In Seminar, Chemistry Alum Explores How Protein Movements Shape Their Function
RNase H plays an important role in cutting RNA when it forms hybrids with DNA. Arthur Palmer’s research shows that different versions of this enzyme, found in different organisms, move in slightly different ways, affecting how well they work.
March 18, 2025 I By David DeFusco
Arthur Palmer, who holds a Ph.D. in chemistry from UNC-Chapel Hill, discussed how proteins shift their shapes and why that matters for their function in a recent presentation, “Conformational Dynamics Govern Function in Ribonuclease H Enzymes and Cadherin Cell Adhesion Proteins,” as part of a Biochemistry & Biophysics seminar series.
Proteins aren’t rigid structures—they constantly shift and change shape, which is essential for them to work properly. Palmer, the Robert Wood Johnson, Jr. Professor of Biochemistry and Molecular Biophysics at Columbia University Irving Medical Center, studies these movements using nuclear magnetic resonance (NMR) spectroscopy, a technique that allows scientists to observe proteins in motion and molecular dynamics simulations, which use computers to model these motions. His research focuses on two types of proteins: ribonuclease H (RNase H), an enzyme that helps break down RNA, and cadherins, which help cells stick together.
RNase H plays an important role in cutting RNA when it forms hybrids with DNA. Palmer’s research shows that different versions of this enzyme, found in different organisms, move in slightly different ways, affecting how well they work. A key part of the enzyme, called the handle region, can shift between open and closed states, and this movement impacts how the enzyme binds to its target.
Palmer’s team discovered that a specific amino acid at position 88 of the enzyme determines how flexible this handle region is. Changing this amino acid can make the enzyme switch between a single-state and a two-state behavior, which affects how well it functions. Their research suggests that both fully open and intermediate states are necessary for the enzyme to work efficiently.
Cadherins are proteins that allow cells to attach to one another, which is crucial for tissue structure and communication. Palmer’s research has shown that cadherins do not stay in just one shape but move between different states to adjust how strongly they bind. This insight helps explain how cells can stick together firmly in some situations and loosen their grip in others, which is important for processes like tissue development and cancer metastasis.

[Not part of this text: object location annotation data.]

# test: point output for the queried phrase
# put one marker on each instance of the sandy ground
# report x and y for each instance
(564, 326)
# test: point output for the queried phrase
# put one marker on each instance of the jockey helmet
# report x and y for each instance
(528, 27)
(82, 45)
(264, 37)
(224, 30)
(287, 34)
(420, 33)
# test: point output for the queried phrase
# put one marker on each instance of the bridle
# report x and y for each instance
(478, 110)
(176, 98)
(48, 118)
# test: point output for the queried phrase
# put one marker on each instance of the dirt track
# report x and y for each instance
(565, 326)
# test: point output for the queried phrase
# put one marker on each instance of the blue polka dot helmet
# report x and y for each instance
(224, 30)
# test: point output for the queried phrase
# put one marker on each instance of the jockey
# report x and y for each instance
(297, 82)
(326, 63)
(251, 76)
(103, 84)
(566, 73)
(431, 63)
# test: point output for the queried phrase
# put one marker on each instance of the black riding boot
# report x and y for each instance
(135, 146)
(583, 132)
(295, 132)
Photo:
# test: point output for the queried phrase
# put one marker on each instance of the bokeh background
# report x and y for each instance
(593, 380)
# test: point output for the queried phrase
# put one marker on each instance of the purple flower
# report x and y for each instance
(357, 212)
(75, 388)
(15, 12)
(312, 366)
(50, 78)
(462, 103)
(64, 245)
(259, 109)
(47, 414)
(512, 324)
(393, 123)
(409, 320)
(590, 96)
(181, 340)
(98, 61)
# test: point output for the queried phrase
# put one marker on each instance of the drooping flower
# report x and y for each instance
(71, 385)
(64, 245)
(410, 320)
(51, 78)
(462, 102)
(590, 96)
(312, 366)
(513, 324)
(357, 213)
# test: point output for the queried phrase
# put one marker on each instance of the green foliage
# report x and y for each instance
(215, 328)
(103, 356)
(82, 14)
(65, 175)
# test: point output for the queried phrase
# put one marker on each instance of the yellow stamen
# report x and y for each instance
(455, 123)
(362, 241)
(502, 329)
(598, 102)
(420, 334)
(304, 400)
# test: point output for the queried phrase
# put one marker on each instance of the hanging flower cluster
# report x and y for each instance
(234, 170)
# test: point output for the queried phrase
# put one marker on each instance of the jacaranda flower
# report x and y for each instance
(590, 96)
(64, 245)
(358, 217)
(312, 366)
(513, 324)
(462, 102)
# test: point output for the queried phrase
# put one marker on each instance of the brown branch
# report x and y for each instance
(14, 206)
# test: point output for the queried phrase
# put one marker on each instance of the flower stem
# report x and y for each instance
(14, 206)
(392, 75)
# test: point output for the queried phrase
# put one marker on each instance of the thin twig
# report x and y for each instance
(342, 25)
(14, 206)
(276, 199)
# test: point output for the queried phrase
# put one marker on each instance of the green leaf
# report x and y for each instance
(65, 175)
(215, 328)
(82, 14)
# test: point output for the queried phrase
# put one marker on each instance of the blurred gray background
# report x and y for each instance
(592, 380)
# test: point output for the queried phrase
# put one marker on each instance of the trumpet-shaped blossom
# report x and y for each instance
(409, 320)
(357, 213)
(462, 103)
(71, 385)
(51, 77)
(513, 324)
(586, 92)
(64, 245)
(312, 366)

Beyond studying specific proteins, Palmer has also improved the tools scientists use to study protein movements. His work in NMR spectroscopy has made it easier to measure protein shape changes accurately. He has also developed better methods for analyzing how proteins switch between different conformations, which is crucial for understanding their functions.
This knowledge could be used to design new medicines that target proteins more effectively. By understanding how proteins shift between different shapes, researchers might develop drugs that enhance or block these movements, leading to better treatments for diseases.
Palmer, who was elected last year to the National Academy of Sciences, will be inducted on April 25 in Washington, D.C. He said he’s “extremely proud” to have been Dr. Nancy Thompson’s first graduate student in 1985.
“The ways of thinking about protein biophysics I learned then have infused my career for the past 40 years,” he said. “I’ve been fortunate to have wonderful mentors, including Nancy and Peter Wright, my postdoctoral advisor, and simply fantastic graduate students, postdoctoral scientists and colleagues at Columbia.”